We darted over to Marshalls for our next stop in the Hunt for Red Heels, which has now morphed into a hysterical search for the most obscenely inappropriate size eleven heel that just happens to be red.

Marshalls is set up much like DSW but with much less space and even less selection. The sample shoe is displayed on a shelf with its available sizes stacked beneath it. However, this store is less organized and upon further inspection, many of the boxed shoes are intermingling with others. As in DSW, Marshalls does not employ a shoe salesperson of sorts. You’re on your own in finding your size amidst the pure chaos of disorganization. The prices are not as clearly labeled. Some have been vandalized. Some have been removed. Even others are just misplaced.

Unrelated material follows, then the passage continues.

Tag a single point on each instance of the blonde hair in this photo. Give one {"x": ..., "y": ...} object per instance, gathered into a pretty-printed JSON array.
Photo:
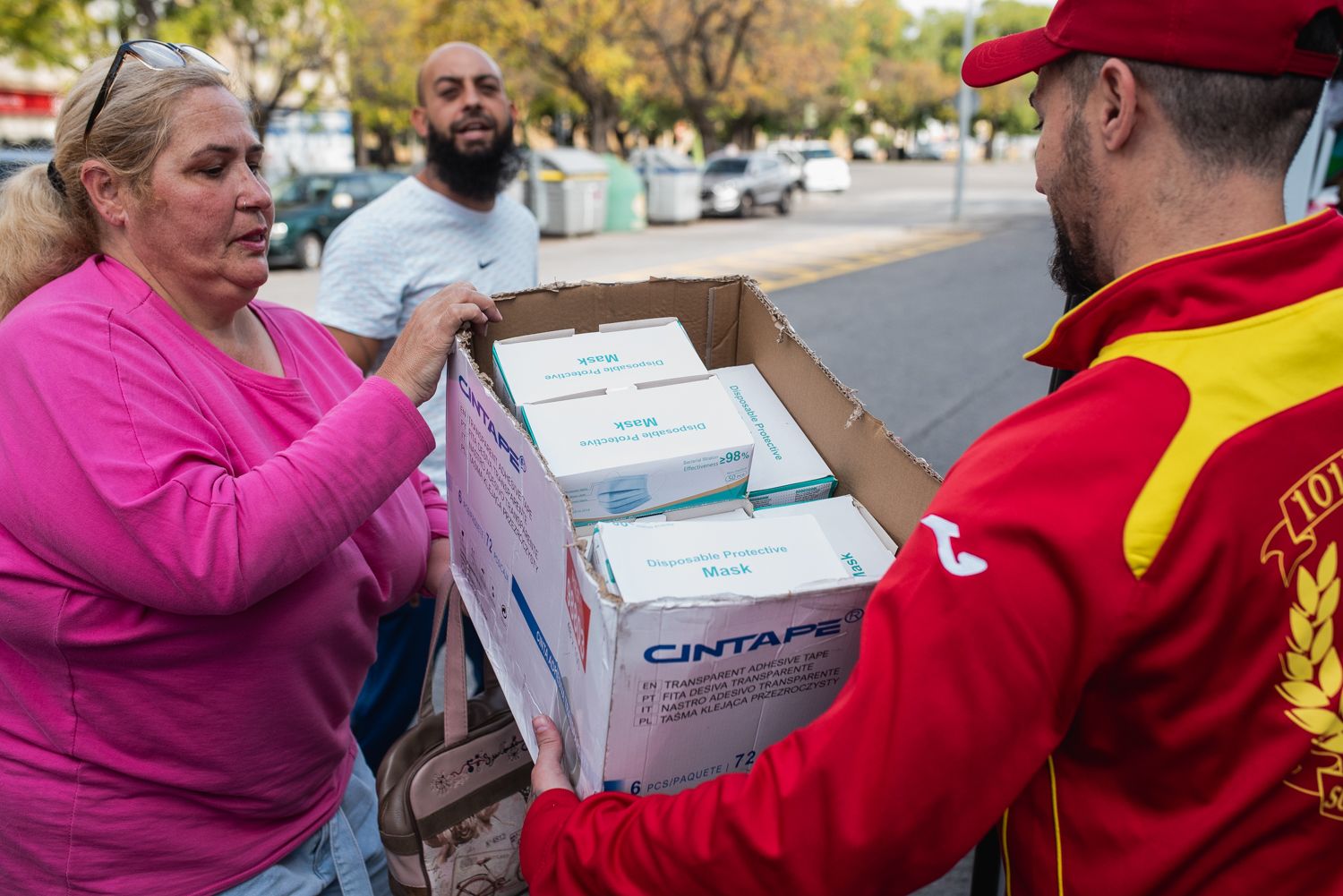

We happened to stumble upon the clearance section which was not visible from the front of the store and was not overtly inviting. The selection was of orthopedic shoes and neon green fuzzy slippers. The sizes of said shoes were not clearly identified as the clearance section in DSW. We were barely in the store ten minutes and I just wanted to leave. The experience was just overwhelming.

Convinced to continue, we worked our way over to the regular priced shoes. We immediately found a pair of red heels. They didn’t fit the pointy toe criteria but they were red nonetheless. Surprisingly, they were available in size eleven and weren’t that uncomfortable. I was excited until I managed to finagle the price tag. Unfortunately, there were out of my budget at $75.00.

One way that Marshalls outperformed DSW was in their end cap displays. Where DSW displayed the shoes that would satisfy the fashion conscious irregardless of price, Marshalls seemed to market the best deal. We found a pair of Merrell’s, normally priced at $90, prominently displayed on an end cap for $50.

In the end, I did not end up purchasing any red heels. It was difficult finding a pair that fit the criteria and were comfortable. After all, I was never one to follow that beauty and pain mantra. From a marketing perspective, I would appreciate a couple improvements to the whole shoe shopping experience. How about sorting shoes by color? Amazingly, there is very little selection when it comes to red heels. I honestly did not think it would have been an issue finding a pair. If they were sectioned out by the basics- Red, Navy, Black- can you imagine how much simpler this process would’ve been? Or better yet- create an entire section just for extra large piggies like mine (say, sizes 10-12) so we don’t have to drool over sample shoes, go digging through the boxes in vain because, in the end, they just don’t make those super cute shoes in our size. That would be fantastic.

Wednesday, September 9, 2009

annoyed.

i have a cord chewing cat. particularly my laptop charger cord which we've replaced at least five times. We've decided that the baby's room is the best place to charge (read: hide) the laptop to avoid another $75+ cost. All was going well. Until today.

I brought the laptop out of the baby's room so I could to some research along with the charger cord because well, this battery sucks and only lasts a couple hours at a time. I had to leave the house and was in a hurry so I unplugged the cord and wrapped it up on the hutch.

I just came home and found the effing cord chewed. I'm going to scream. really. effing. loud.

WTF?!

There's a million cords in this goddamn house. WHY does he go after my laptop charger?!?

dear hgtv..

please come to the east coast, namely Ludlow, Massachusetts, and renovate my home and backyard. the west coast has been completely spoiled and its our (my) turn.